Les personnes devaient indiquer à quelle date et pour quel motif elles avaient fait une demande de rente AI, ainsi qu’à quelle date et pour quel motif cette rente leur avait été refusée. Elles devaient également préciser leurs sources de revenus actuelles.

 

 

Les résultats

 

79% des personnes interrogées disent avoir fait une demande de rente à la suite d’une maladie physique ou de douleurs chroniques les empêchant d’exercer une activité professionnelle. Une grande partie des participants cumule ces deux handicaps.

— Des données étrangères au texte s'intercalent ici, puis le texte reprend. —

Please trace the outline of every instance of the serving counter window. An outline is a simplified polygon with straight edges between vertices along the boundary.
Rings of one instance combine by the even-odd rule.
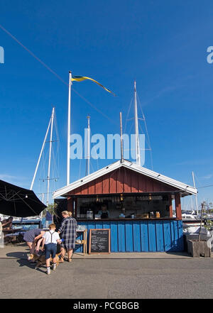
[[[168,195],[79,197],[77,219],[148,219],[170,216]]]

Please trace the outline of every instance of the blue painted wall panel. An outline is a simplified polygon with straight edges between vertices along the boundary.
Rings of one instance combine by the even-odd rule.
[[[165,221],[163,222],[163,236],[165,251],[170,251],[172,250],[172,238],[170,221]]]
[[[89,229],[104,228],[111,229],[111,252],[184,250],[182,221],[86,221],[78,224],[87,228],[88,247]],[[82,246],[76,251],[82,252]]]
[[[164,251],[163,221],[156,221],[155,229],[156,229],[157,251]]]
[[[125,252],[125,222],[118,221],[119,252]]]
[[[118,223],[111,221],[111,251],[119,252],[119,242],[118,242]]]
[[[133,251],[141,252],[141,225],[140,222],[134,221],[133,222]]]
[[[178,251],[184,251],[184,242],[183,242],[183,231],[182,231],[182,221],[178,221]]]
[[[141,251],[148,252],[148,221],[141,221]]]
[[[125,241],[126,252],[133,252],[133,229],[132,222],[125,223]]]
[[[155,223],[151,221],[148,224],[148,246],[150,252],[155,252],[157,251],[156,246],[156,234],[155,234]]]

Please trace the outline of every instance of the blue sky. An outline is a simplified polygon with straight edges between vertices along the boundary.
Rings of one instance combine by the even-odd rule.
[[[207,62],[212,13],[207,0],[7,0],[0,5],[1,26],[64,81],[72,70],[117,94],[90,82],[74,83],[87,101],[72,92],[72,133],[83,133],[87,114],[92,133],[119,133],[119,111],[125,125],[136,79],[153,170],[190,185],[193,170],[197,187],[213,185],[213,64]],[[61,187],[66,182],[67,87],[1,28],[0,46],[5,53],[0,178],[30,187],[54,105],[60,149],[56,187]],[[131,107],[129,118],[133,114]],[[126,122],[129,131],[131,123]],[[92,163],[97,170],[111,162]],[[145,165],[151,168],[149,151]],[[70,173],[71,181],[84,176],[84,160],[71,161]],[[199,189],[199,201],[213,201],[212,188]]]

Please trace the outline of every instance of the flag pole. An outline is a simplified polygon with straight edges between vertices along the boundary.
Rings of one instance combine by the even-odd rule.
[[[71,85],[72,85],[72,72],[69,72],[69,95],[68,95],[68,122],[67,122],[67,185],[70,185],[70,113],[71,113]]]

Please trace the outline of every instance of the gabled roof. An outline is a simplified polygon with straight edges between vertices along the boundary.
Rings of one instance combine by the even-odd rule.
[[[55,199],[58,197],[66,197],[67,195],[68,195],[69,192],[70,192],[73,190],[85,184],[87,184],[88,182],[92,182],[92,180],[121,167],[126,168],[138,173],[148,176],[153,180],[156,180],[159,182],[176,187],[182,192],[182,195],[197,194],[197,190],[194,187],[189,186],[186,184],[184,184],[183,182],[180,182],[178,180],[173,180],[173,178],[168,177],[167,176],[164,176],[156,172],[153,172],[153,170],[148,170],[147,168],[143,168],[142,166],[138,165],[137,164],[130,162],[127,160],[123,160],[122,162],[121,160],[118,160],[108,166],[102,168],[101,170],[99,170],[90,174],[89,175],[85,176],[80,180],[72,182],[72,184],[70,184],[67,186],[63,187],[62,188],[56,190],[55,192],[54,192],[53,197],[53,199]]]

Les autres souffrent de troubles psychiques ou des suites d’un accident.

 

35% des individus interrogés sont actuellement pris en charge par leur famille (salaire du conjoint, aide financière des parents ou des enfants).

 

39% vivent de l’aide sociale.

 

26% travaillent à temps partiel ou ont d’autres sources de revenus.

 

On peut donc observer que dans les faits, la réinsertion professionnelle, même partielle, est une solution minoritaire. En outre, les emplois décrochés sont souvent précaires et peu rémunérateurs. 74% des personnes interrogées sont entièrement à la charge de leur famille ou de l’aide sociale. Dans les remarques annexes à notre questionnaire, plusieurs personnes ajoutent qu’elles n’ont pas été écoutées par les experts de l’AI. Elles sont souvent désemparées par leur situation et culpabilisent à l’idée d’être un poids pour leur famille.

 

Les réponses de l’AI sont arrivées dans des délais allant de 3 à 54 mois. Cependant, la moyenne est d’un peu plus d’un an.

 

 

 

 

 

Conclusion

 

Notre échantillon a été récolté de manière totalement aléatoire. Il ne peut être extrapolé sans précaution. Il est cependant indicatif du problème que peut poser une politique d’octroi de rentes trop sévère.

 

Les personnes interrogées, à qui l’on a refusé une rente AI, ont  beaucoup de peine à trouver un emploi et à en vivre. Elles sont majoritairement à la charge de leur famille ou de l’aide sociale. La situation idéale que nous avons évoquée précédemment ne correspond pas vraiment à la réalité.

 

La réalité, c’est un transfert de charges de la Confédération vers les cantons, les communes et les familles.

La réalité, c’est l’appauvrissement des familles qui doivent entretenir la personne malade.

La réalité, c’est la précarisation de personnes atteintes dans leur santé.